Now…I recognize that Jay’s experience isn’t unique. It’s unfortunately all too common on college campuses across the country. It was happening when on my college campus – that sense of exclusion, both conscious and unconscious, that had students of color feel unwelcome and unwanted. A continued conversation is needed. It is an uncomfortable conversation for sure, but an essential one. We cannot remain silent. We must ALL courageously step into this conversation with compassion and connection at the forefront.
So when someone from the college responded to Jay’s plea with a commitment to take action and continue the conversation, I was excited that it didn’t fall on deaf ears and someone listened, not with defensiveness but with an interest in engaging. I am hopeful that this is the first of many exchanges in the dialogue.
When listening to Jay, I was reminded where I stopped engaging in this conversation, not just about race, but about social justice issues as a whole. In my twenties, I was a loud mouth activist who spoke up anytime I heard a remark or witnessed an act that perpetuated oppression, be it racism, sexism or homophobia. Whether it was my personal and professional life, I would not stand for any injustice.
Now, I have noticed areas where I have silenced my activist in my professional life. While many of my programs incorporate courageous conversations about oppression, the silence has infiltrated in little ways. I hold back on Facebook or Twitter so as not to upset or offend any of my followers. But in my silence, there is a form of condoning, an allowing, that I have perpetuated by not speaking up, but not speaking out against the injustices that are happening across the nation every day.
So, inspired by Jay’s courage, I am committing to speaking up and speaking out against the oppression that still plagues our country.
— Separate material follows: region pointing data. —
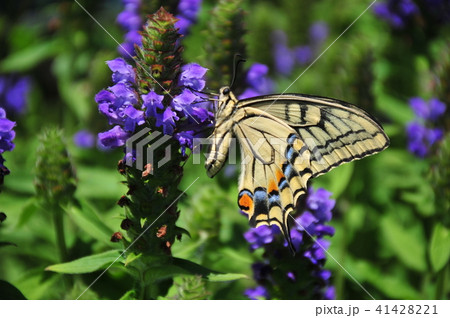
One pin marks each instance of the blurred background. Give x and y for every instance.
(391, 215)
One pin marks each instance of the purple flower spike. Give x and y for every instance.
(113, 138)
(437, 109)
(6, 133)
(152, 102)
(84, 139)
(183, 101)
(13, 93)
(260, 236)
(192, 76)
(122, 71)
(319, 201)
(167, 121)
(257, 293)
(330, 293)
If this is the land of the free and home of the brave, I must be brave and speak out to ensure true freedom for all who live here.
I need your help though. I ask that you join me to speak up and speak out. I need you to be brave and speak out for justice. It doesn’t require a protest sign, all it requires is for you to speak your truth.
There may be areas where you do speak out and for that I thank you greatly. However, if there are areas where you don’t, now’s the time. The next generation is waiting.
Question: Where do you feel silenced? Where are you willing to speak up?